Depois, uma mistura de faíscas, gelo seco e fogos de artifício estourou no palco antes de o baiano entrar cantando sua aposta de hit do Carnaval de 2026, “Marquinha de Fitinha”, lançada em dezembro.
Ele fez o mesmo que Ivete Sangalo no sábado (24), com sua “Vampirinha”, e repetiu a faixa no meio da apresentação. Dedicado a emplacar a música, botou o público para cantar o pagodão outras duas vezes enquanto a letra da música passava no telão.
Mas a menos recente “Desliza (‘Ólhinho’ No Corpinho)”, com Melody, foi mais celebrada. A música e sua coreografia têm feito sucesso internacional, e Léo celebrou o feito. “É um pagodão daqui de Salvador, um som periférico, som de preto, sendo reconhecido em vários lugares. Não dá para normalizar”, disse.
O artista mostrou seu cardápio de hits de verões mais recentes, como “Zona de Perigo”, “Perna Bamba”, “Destampei” e “Posturado e Calmo”, que teve sua primeira parte inteira cantada pela plateia, sozinha.
Também dedicou parte do repertório à nostalgia de seus tempos de Parangolé, com músicas como “Tchubirabiron”, “Rebolation” e “Negro Lindo”. Nesta última, pediu para levantar a mão “quem tem orgulho de ser preto, e quem é branco e antiracista”.

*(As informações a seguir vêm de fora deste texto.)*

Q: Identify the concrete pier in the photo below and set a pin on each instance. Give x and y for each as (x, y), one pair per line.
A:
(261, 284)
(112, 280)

Luisa Sonza, que havia feito show logo antes do baiano, voltou ao palco dele para cantar a parceria “Século 21”, que Léo dedicou a seu público LGBTQIA+.
O show também teve um momento mais calmo dedicado a versões de pagodão de duas músicas de Lulu Santos: “Toda Forma de Amor” e “Tempos Modernos”. Mas terminou com a parceria com Melody sendo tocada novamente, com uma fileiras de pessoas fazendo sua coreografia.